Quand, le 8 octobre 1892, le convoi dont faisait partie le père Maurice, le doyen du bagne, quitta l'île d'Aix - car c'est de là qu'on partait alors - sur le vieux cargo Ville-de-Saint-Nazaire, il y avait à bord neuf femmes, neuf femmes-forçats. Le père Maurice a d'autant plus lieu de s'en souvenir qu'il aida à « mouiller », dans le Golfe de Gascogne, une négresse reléguée que le mal de mer avait réduite a quia. Je ne pense pas d'ailleurs qu'on prit la peine de demander des explications au médecin du bagne d'Aix, qui, quarante-huit heures auparavant, avait déclaré cette moribonde transportable, pour un voyage de vingt jours.
C'est qu'en effet l'Administration pénitentiaire, autrefois, ne distinguait pas entre les sexes : hommes et femmes, elle envoyait tout, indifféremment, au dépotoir tropical. Et rien n'indique mieux que cette pratique l'incertitude où l'on s'est toujours trouvé, touchant l'utilité du bagne. Régénération par le travail ?
J'ai dit ce qu'il en est quant aux hommes. Pour ce qui est des femmes, que pouvait-on attendre d'elles dans cet ordre ? Même pas qu'elles reprisassent les chaussettes des forçats, puisqu'ils n'en portent point.
Mise en valeur de la colonie ? Le débroussage n'est pas une besogne de femmes. Mais quoi ! On a bien envoyé au colonel Prével, au convoi de 1931 un aveugle et un cul-de jatte. Élimination pure et simple ?
Fort bien. Mais alors, ces criminels des deux sexes, dont on entendait une fois pour toutes purger la société des honnêtes gens, comment a-t-on pu concevoir pour eux et entre eux des mariages légaux, devant le maire et le curé et sous l'égide du gouverneur, des mariages d'où naîtraient des enfants aux tares multipliées, des enfants qui seraient libres, ainsi nantis, de reparaître devant ces honnêtes gens qu'on pensait préserver ?
Car on avait imaginé cela, qui n'est pas le moins cocasse à la fois ni le moins affligeant de l'histoire du bagne. Que dis-je ? On le réalisa. A Saint-Laurent-du-Maroni, comme jadis au couvent de Bourail, à la Nouvelle-Calédonie, les femmes forçats, transportées et reléguées, étaient chaque semaine offertes au choix de leurs congénères du sexe masculin, relégués individuels et condamnés titulaires d'une concession urbaine ou rurale, à condition, cela va de soi, qu'ils fussent célibataires ou dégagés des liens auparavant contractés.
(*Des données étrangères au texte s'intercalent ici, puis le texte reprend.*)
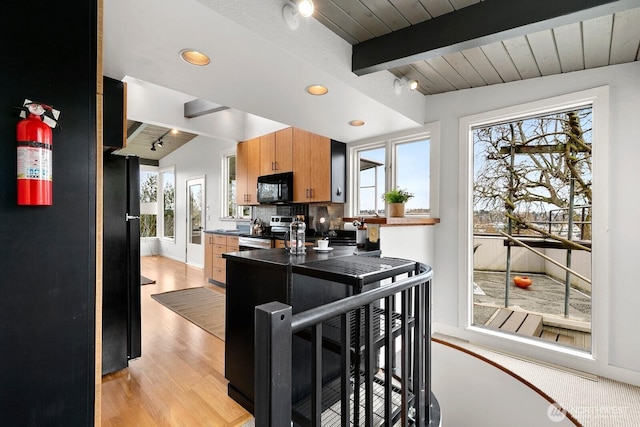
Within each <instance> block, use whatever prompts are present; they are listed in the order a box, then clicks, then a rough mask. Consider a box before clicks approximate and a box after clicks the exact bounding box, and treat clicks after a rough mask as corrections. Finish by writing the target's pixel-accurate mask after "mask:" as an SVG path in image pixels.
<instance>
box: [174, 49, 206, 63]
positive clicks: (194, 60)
mask: <svg viewBox="0 0 640 427" xmlns="http://www.w3.org/2000/svg"><path fill="white" fill-rule="evenodd" d="M180 58H182V59H183V60H184V61H185V62H187V63H189V64H191V65H198V66H204V65H209V63H210V62H211V60H210V59H209V57H208V56H207V55H205V54H204V53H202V52H199V51H197V50H194V49H182V50H181V51H180Z"/></svg>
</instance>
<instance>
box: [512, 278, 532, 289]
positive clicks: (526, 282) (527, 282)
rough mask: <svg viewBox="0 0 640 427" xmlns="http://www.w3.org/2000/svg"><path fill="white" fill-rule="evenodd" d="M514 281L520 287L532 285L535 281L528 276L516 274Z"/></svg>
mask: <svg viewBox="0 0 640 427" xmlns="http://www.w3.org/2000/svg"><path fill="white" fill-rule="evenodd" d="M513 283H514V284H515V285H516V286H517V287H519V288H527V287H529V286H531V284H532V283H533V281H532V280H531V279H530V278H528V277H527V276H516V277H514V278H513Z"/></svg>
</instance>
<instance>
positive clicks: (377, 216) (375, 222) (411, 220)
mask: <svg viewBox="0 0 640 427" xmlns="http://www.w3.org/2000/svg"><path fill="white" fill-rule="evenodd" d="M362 218H364V223H365V224H379V225H380V226H381V227H385V226H386V227H397V226H407V225H435V224H438V223H440V218H428V217H410V216H404V217H391V218H387V217H383V216H371V217H369V216H365V217H354V218H343V221H344V222H353V221H360V220H361V219H362Z"/></svg>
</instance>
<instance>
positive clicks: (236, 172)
mask: <svg viewBox="0 0 640 427" xmlns="http://www.w3.org/2000/svg"><path fill="white" fill-rule="evenodd" d="M236 168H237V172H236V185H237V193H236V203H237V204H238V205H241V206H243V205H244V206H246V205H255V204H257V203H258V202H257V198H256V186H257V183H258V175H259V174H260V139H259V138H254V139H250V140H248V141H244V142H240V143H238V145H237V148H236Z"/></svg>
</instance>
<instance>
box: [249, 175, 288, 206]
mask: <svg viewBox="0 0 640 427" xmlns="http://www.w3.org/2000/svg"><path fill="white" fill-rule="evenodd" d="M292 202H293V172H285V173H278V174H274V175H264V176H259V177H258V203H292Z"/></svg>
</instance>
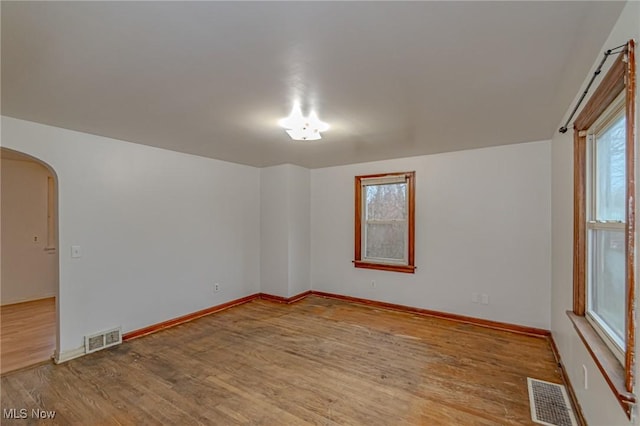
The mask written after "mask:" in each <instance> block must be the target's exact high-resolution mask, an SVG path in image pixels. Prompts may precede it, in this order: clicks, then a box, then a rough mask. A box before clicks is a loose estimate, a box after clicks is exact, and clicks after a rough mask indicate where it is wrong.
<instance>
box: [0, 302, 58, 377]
mask: <svg viewBox="0 0 640 426" xmlns="http://www.w3.org/2000/svg"><path fill="white" fill-rule="evenodd" d="M0 321H1V325H0V374H4V373H6V372H8V371H13V370H17V369H20V368H24V367H27V366H30V365H34V364H37V363H39V362H42V361H46V360H48V359H50V358H51V355H53V351H54V350H55V347H56V299H55V298H54V297H51V298H48V299H40V300H34V301H32V302H24V303H16V304H14V305H6V306H2V307H0Z"/></svg>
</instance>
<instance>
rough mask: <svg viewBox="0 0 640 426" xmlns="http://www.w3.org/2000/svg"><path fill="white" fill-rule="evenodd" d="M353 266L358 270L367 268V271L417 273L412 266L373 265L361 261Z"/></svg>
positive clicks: (355, 261)
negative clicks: (387, 271)
mask: <svg viewBox="0 0 640 426" xmlns="http://www.w3.org/2000/svg"><path fill="white" fill-rule="evenodd" d="M353 266H355V267H356V268H366V269H380V270H382V271H391V272H404V273H407V274H413V273H415V271H416V267H415V266H412V265H393V264H390V263H371V262H363V261H361V260H354V261H353Z"/></svg>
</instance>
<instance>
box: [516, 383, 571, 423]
mask: <svg viewBox="0 0 640 426" xmlns="http://www.w3.org/2000/svg"><path fill="white" fill-rule="evenodd" d="M527 383H528V385H529V403H530V405H531V420H533V421H534V422H535V423H538V424H541V425H548V426H578V423H577V422H576V418H575V416H574V415H573V409H572V408H571V403H570V402H569V398H568V397H567V392H566V390H565V388H564V386H562V385H558V384H556V383H549V382H545V381H543V380H536V379H532V378H531V377H527Z"/></svg>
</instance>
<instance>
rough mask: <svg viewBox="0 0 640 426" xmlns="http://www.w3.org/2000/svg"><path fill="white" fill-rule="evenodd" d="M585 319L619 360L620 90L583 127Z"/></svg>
mask: <svg viewBox="0 0 640 426" xmlns="http://www.w3.org/2000/svg"><path fill="white" fill-rule="evenodd" d="M586 172H587V173H586V174H587V187H588V189H587V223H586V227H587V233H588V235H587V240H588V242H587V249H586V250H587V264H588V266H587V269H586V272H587V294H586V298H587V306H586V314H587V319H588V320H589V321H590V322H591V324H592V325H593V326H594V328H595V330H596V331H597V332H598V333H599V334H600V336H601V337H603V340H604V342H605V343H606V344H607V345H608V346H609V348H610V349H611V350H612V352H613V353H614V355H615V356H616V357H617V358H618V360H619V361H620V362H621V363H624V351H625V340H626V336H625V321H626V319H625V312H626V309H625V252H626V250H625V238H624V235H625V227H626V208H625V205H626V199H627V197H626V182H627V173H626V118H625V114H624V96H620V97H618V99H617V100H616V101H615V102H614V103H613V104H612V105H611V106H610V107H609V108H608V109H607V110H606V111H605V112H604V113H603V114H602V115H601V116H600V118H599V119H598V121H596V123H594V125H593V126H592V127H591V128H590V129H589V130H588V131H587V170H586Z"/></svg>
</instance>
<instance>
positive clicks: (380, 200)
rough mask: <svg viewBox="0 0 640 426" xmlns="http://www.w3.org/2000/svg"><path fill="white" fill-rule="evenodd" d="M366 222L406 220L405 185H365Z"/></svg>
mask: <svg viewBox="0 0 640 426" xmlns="http://www.w3.org/2000/svg"><path fill="white" fill-rule="evenodd" d="M364 188H365V195H366V199H365V202H366V210H365V211H366V220H398V219H399V220H405V219H406V218H407V202H406V199H407V184H406V183H393V184H387V185H367V186H365V187H364Z"/></svg>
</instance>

Ces présentations hebdomadaires, en Guyane, avaient lieu le jeudi, à la « Maison Centrale de Force et de Correction pour les femmes » - on disait au Couvent, - près de la petite église rose de Saint-Laurent, qui a l'air en bonbon fondant, comme tout le reste.
L'une de ces dames de Saint-Joseph-de-Cluny, qui assumaient la garde du Couvent - et à qui l'on faisait faire, ces jours-là, un beau métier - présidait au défilé des empoisonneuses, des ogresses, des amantes incomprises et des entôleuses récidivistes, devant ces messieurs, qui jugeaient, comparaient, mais à vrai dire ne tâtaient point.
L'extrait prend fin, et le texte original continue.